本発明は、ポリ塩化ビフェニル類の抽出方法、特に、ポリ塩化ビフェニル類を含む油性液体からポリ塩化ビフェニル類を抽出するための方法に関する。
トランスやコンデンサなどの電気機器の電気絶縁油として、電気絶縁性に優れたポリ塩化ビフェニル類(以下、「PCB類」と称することがある。)を含む鉱物油からなるものが多用されていたが、生体に対するPCB類の毒性が確認されたことから、本邦では、PCB類の製造や輸入が禁止されており、また、PCB類を含む電気絶縁油等の使用も実質的に禁止されるに至っている。しかし、過去に使用されたPCB類含有電気絶縁油等のPCB類廃棄物は、処理過程において環境汚染を引き起こす懸念があったことから、電気機器の製造事業者若しくは使用事業者自身または廃棄物処理事業者などにおいて、現在に至るまで長期間に渡ってそのまま保管され続けている。
なお、PCB類は、塩素数の観点でモノクロロビフェニルからデカクロロビフェニルまでの10種類が存在し、塩素の置換位置によって209種類が存在する多数の化合物を総称したものである。
一方、PCB類を無害化するための化学的処理方法の研究が進められ、現在では、PCB類を金属ナトリウムと反応させることで脱塩素化し、無害な脱塩素化物に変換する方法(以下、「金属ナトリウム法」と称することがある。
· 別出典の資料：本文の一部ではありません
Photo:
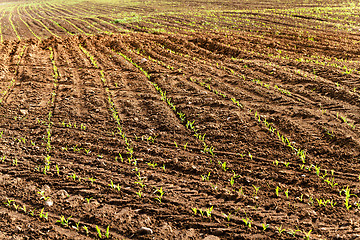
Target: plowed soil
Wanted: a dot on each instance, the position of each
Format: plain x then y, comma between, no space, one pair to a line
234,124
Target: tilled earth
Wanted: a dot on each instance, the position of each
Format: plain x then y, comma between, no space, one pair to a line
195,135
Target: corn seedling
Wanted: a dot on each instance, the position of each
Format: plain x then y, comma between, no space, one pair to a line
86,230
107,232
64,221
208,211
277,191
98,231
280,229
206,177
287,193
160,194
32,212
88,200
256,190
247,221
23,208
139,193
194,210
43,215
227,216
307,234
265,226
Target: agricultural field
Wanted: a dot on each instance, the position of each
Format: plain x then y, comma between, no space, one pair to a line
179,119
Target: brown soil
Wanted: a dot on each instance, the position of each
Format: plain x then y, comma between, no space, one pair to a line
240,107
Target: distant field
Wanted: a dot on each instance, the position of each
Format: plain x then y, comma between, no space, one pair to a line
196,119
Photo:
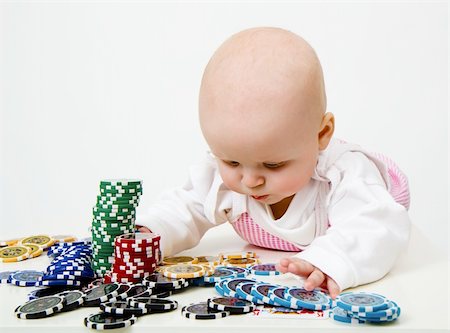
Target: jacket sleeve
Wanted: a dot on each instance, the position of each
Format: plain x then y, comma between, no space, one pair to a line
182,216
367,230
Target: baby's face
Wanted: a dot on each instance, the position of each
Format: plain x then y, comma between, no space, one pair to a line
261,119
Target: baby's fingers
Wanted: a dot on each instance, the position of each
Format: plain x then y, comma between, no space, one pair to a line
314,280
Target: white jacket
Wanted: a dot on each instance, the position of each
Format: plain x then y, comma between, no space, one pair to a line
367,229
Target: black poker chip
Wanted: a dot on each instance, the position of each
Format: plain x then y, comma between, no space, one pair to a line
40,307
153,304
101,293
74,299
202,311
105,321
123,308
232,304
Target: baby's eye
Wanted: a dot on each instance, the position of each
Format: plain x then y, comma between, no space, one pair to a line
232,163
273,165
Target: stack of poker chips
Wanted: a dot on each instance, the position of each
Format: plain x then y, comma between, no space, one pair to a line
135,257
364,307
113,215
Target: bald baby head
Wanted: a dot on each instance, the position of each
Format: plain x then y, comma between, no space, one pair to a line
260,74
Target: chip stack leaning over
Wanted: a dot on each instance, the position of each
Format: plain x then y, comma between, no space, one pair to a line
113,215
135,257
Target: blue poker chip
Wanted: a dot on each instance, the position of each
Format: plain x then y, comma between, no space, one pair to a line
5,277
311,300
264,269
261,291
51,283
229,286
277,296
219,274
243,291
240,271
26,278
340,315
362,302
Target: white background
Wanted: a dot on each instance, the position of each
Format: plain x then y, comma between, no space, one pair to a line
92,90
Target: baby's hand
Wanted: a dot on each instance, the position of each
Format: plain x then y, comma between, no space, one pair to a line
314,276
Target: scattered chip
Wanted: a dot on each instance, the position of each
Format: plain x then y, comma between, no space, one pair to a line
179,260
153,304
27,278
40,307
202,311
35,250
122,308
312,300
103,321
14,253
233,305
43,241
184,271
240,262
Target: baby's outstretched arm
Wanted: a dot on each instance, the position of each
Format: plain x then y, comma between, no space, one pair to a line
314,276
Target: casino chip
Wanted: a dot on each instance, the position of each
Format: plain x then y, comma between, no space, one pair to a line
233,305
40,307
362,302
27,278
42,241
113,215
153,304
243,291
340,315
260,291
104,321
122,308
230,285
277,297
240,262
220,273
35,250
73,299
14,253
184,271
179,260
312,300
202,311
5,277
101,293
363,307
212,261
264,269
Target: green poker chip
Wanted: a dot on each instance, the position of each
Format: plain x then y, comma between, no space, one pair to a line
121,182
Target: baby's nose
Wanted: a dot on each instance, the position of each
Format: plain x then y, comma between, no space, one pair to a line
252,179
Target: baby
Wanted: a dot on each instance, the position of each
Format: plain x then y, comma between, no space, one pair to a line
276,173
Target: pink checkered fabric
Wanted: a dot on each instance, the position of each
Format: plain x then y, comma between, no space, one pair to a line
251,232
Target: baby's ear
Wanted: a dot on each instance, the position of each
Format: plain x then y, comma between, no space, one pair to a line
326,130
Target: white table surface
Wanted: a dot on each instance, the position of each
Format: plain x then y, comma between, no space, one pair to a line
420,277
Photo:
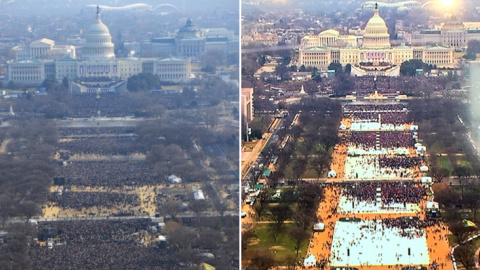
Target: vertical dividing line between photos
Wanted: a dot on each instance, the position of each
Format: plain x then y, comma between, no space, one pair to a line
239,134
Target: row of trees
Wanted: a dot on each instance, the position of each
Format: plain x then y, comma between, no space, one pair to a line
305,200
26,174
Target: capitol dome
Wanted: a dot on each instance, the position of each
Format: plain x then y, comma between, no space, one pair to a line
376,32
98,41
189,30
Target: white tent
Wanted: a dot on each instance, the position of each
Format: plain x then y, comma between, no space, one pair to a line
309,261
332,173
432,205
198,195
426,179
319,227
174,179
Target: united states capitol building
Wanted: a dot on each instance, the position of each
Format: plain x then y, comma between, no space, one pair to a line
371,54
43,59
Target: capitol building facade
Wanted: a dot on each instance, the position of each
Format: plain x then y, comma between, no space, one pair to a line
44,60
371,54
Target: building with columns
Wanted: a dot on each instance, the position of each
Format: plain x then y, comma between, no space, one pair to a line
451,33
371,54
191,41
98,62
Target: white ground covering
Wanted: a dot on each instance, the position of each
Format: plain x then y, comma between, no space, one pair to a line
362,207
368,168
375,247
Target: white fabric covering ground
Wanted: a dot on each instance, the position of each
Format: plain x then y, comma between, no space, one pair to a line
375,246
368,168
345,206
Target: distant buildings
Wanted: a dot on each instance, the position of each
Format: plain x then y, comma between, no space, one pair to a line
370,54
43,59
452,33
190,41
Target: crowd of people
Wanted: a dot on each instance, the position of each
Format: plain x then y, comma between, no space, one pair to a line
103,146
394,85
109,173
397,192
385,107
102,244
399,162
382,117
69,132
84,200
373,167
)に代表される安全な処理方法が確立されたことを背景として、本邦ではいわゆるPCB特別措置法が平成13年に制定され、これによって平成28年7月までの間にこれまで使用または保管されていたPCB類廃棄物の処理が義務付けられることになった。
金属ナトリウム法によるPCB類の脱塩素化処理過程では、塩素数の多いPCB類(以下、「高塩化PCB類」と称することがある。)が段階的な脱塩素化反応を受けることで塩素数の少ないPCB類(以下、「低塩化PCB類」と称することがある。)へ移行し、最終的には全塩素が脱離した脱塩素化物に変換される。したがって、金属ナトリウム法では、高塩化PCB類の脱塩素化が不十分であると、処理後のPCB類廃棄物において多量の低塩化PCB類が残留する可能性がある。
そこで、金属ナトリウム法によるPCB類廃棄物の処理では、処理過程において、PCB類廃棄物中のPCB類が脱塩素化物に変換されていることを確認する必要がある。特に、PCB類廃棄物は、蓄積量が膨大であるために効率的な処理が要請されていることから、連日の処理管理において、この確認を迅速にすることが求められる。これは、PCB類廃棄物におけるPCB類の量(濃度)、特に低塩化PCB類の量(濃度)を測定することで確認することができる。この測定では、通常、ガスクロマトグラフ質量分析法(GC/MS法)やガスクロマトグラフ電子捕獲検出法(GC/ECD法)のような高感度の分析法が用いられることから、処理後または処理中のPCB類廃棄物から採取した試料は、分析装置での測定前に、測定結果に影響する妨害成分(夾雑成分)を除去するための高度な前処理が必要になる。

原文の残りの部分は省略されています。